Little Red Riding Hood picked up her basket and locked the door of her cottage on the edge of the forest to go for a day out in the big wide world. She skipped happily through the forest on her way to the next village. “Hello sun!” she cried. “Hello skippy squirrels and hello little bunny rabbits! I'm on a big day out of the office.” Soon she reached “All the better to see you with”. Ms Optician held up lots of letters which Little Red Riding Hood read easily. Even the little tiny ones on the bottom line were child's play. “Well,” said Ms Optician, visibly disappointed, “there does not seem to be a problem there.
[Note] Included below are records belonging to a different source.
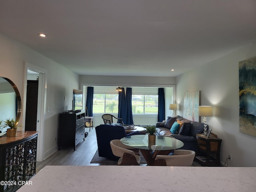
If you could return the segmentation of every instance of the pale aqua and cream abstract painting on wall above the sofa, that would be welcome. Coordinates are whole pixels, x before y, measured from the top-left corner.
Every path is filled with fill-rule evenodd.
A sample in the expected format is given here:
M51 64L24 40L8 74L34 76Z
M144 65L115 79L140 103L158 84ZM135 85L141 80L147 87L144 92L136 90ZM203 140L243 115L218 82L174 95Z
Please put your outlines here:
M198 106L200 105L200 91L188 91L184 94L183 117L200 122Z

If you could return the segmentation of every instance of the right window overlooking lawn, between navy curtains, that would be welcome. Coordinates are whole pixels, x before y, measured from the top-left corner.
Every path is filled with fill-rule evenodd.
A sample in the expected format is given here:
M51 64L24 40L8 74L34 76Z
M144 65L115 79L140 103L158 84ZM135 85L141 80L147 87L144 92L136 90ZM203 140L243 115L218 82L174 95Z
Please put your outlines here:
M133 114L157 114L158 95L132 95Z

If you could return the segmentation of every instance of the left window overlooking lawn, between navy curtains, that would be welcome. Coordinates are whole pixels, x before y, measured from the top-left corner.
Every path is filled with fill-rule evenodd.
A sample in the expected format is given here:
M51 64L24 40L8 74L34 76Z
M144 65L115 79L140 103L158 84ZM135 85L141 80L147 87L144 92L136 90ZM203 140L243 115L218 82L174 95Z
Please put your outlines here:
M93 94L92 113L118 113L118 94Z

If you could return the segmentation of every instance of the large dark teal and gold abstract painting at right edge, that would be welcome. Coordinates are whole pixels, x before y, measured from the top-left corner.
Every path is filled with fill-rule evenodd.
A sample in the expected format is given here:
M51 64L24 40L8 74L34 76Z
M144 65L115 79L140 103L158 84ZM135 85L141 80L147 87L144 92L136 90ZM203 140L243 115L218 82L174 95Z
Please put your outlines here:
M240 132L256 137L256 57L239 62Z

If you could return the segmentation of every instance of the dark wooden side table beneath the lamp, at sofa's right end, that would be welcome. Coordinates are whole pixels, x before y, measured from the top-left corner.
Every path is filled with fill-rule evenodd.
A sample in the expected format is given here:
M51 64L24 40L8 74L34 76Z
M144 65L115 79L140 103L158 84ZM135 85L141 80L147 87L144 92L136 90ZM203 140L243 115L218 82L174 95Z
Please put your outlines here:
M196 156L196 159L206 166L212 163L220 166L220 144L222 139L211 135L207 138L203 134L196 134L196 141L199 153L204 154L202 156Z

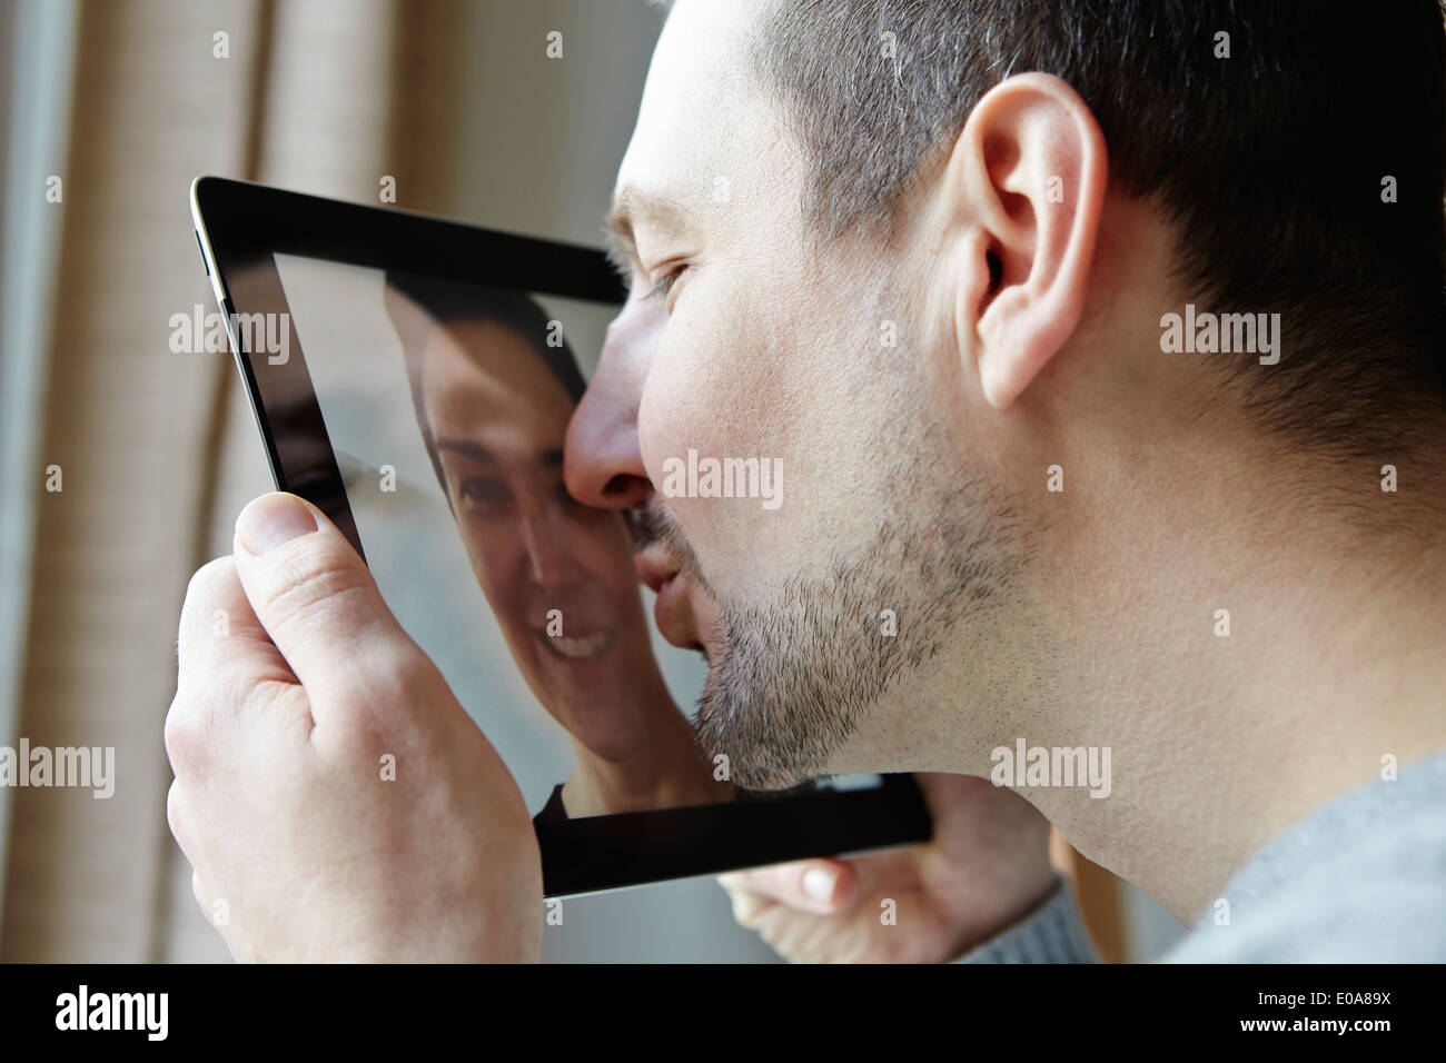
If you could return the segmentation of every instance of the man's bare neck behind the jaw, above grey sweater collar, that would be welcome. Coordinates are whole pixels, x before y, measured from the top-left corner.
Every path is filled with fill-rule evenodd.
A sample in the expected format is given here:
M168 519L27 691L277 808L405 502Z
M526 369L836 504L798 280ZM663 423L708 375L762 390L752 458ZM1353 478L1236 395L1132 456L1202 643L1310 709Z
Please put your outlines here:
M1111 746L1111 793L1019 790L1181 920L1314 808L1446 748L1442 525L1361 479L1314 512L1291 509L1299 483L1242 512L1238 477L1206 477L1183 505L1161 492L1171 512L1100 519L1118 564L1074 589L1069 613L1099 619L1064 635L1064 659L1086 664L1027 738ZM1391 505L1400 521L1352 522Z

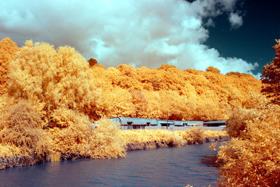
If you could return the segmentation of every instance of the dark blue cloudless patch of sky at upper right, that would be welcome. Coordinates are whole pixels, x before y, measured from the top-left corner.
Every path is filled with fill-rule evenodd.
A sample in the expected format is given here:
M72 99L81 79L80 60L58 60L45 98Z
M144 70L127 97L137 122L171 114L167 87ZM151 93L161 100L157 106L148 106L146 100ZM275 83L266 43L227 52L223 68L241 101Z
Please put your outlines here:
M216 48L223 57L239 57L246 62L258 62L253 73L262 73L262 66L275 57L272 46L280 39L280 1L239 1L243 24L230 29L226 15L215 18L215 27L209 28L207 46ZM230 44L229 44L230 43Z

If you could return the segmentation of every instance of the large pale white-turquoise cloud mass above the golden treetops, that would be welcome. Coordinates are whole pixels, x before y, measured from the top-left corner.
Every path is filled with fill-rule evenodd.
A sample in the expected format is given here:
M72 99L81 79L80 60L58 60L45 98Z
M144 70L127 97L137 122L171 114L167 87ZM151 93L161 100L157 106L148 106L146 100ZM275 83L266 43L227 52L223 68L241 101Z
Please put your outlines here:
M241 17L233 13L236 1L1 1L0 37L19 45L33 39L73 46L106 67L124 63L157 68L168 63L179 69L213 66L223 74L252 74L258 64L221 57L204 44L207 20L227 13L233 15L232 25L240 25Z

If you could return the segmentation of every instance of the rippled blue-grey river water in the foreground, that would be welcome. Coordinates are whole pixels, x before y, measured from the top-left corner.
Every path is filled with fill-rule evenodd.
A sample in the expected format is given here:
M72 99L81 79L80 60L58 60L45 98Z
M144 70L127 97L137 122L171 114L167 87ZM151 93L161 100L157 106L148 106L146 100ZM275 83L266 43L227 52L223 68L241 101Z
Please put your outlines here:
M147 151L127 158L46 162L0 171L0 186L216 186L210 143ZM206 159L207 160L207 159Z

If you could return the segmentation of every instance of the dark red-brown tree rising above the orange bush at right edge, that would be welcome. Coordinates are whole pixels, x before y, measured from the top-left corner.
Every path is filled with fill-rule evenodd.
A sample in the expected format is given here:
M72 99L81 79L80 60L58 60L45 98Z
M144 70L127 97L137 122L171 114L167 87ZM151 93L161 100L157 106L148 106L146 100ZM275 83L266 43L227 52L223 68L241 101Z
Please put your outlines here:
M262 93L267 95L267 97L272 98L272 102L275 104L280 104L280 40L275 40L276 45L273 46L276 57L263 67L262 76Z

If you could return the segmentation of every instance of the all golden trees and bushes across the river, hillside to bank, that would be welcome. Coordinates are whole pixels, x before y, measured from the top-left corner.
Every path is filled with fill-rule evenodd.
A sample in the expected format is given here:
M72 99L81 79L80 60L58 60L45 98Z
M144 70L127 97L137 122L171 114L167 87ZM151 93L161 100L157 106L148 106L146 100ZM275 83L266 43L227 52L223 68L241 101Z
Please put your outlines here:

That'll be a small fee, please. We'll send you a reminder about another check-up in two years' time.”
Little Red Riding Hood skipped off further down the forest path towards the door of “All the better to eat you with”.
“Hello, Mr Super-specialised Dentist,” said LRRH cheerily, as she filled in the medical history form, privately wishing her parents had given her a shorter name. The super-specialised dentist filled her mouth with an array of spiky instruments and had a fine old time digging around with gay abandon. “Well, I have to tell you the tooth, the whole tooth and nothing but the tooth,”* he said gravely. “As you know from your own common-or-garden dentist, there is a bit of problem in one of your teeth, a problem which I am now going to describe to you using lots of Latinate medical words which will mean nothing to you but I will feel incredibly superior because I understand them very well. Although you can't see anything or feel any pain whatsoever, this condition will need attention. However, we don't actually know how to treat this incredibly unusual phenomenon. There are three options open to us and, frankly, we're just going to have to work through them one by one at a gazillion pounds each per treatment. But don't worry, it's not urgent. Please pay a day's wages for the 10 minutes I've spent with you and make another appointment with the receptionist before you leave.”
So, I won't be seeing him again for ages and ages....at least six weeks.
My question is: where is the handsome woodcutter who comes rushing to your (financial) aid when you need him most?
* Gentle reader, I deceive you not. He actually said this! Yep, he did. Brownies' honour.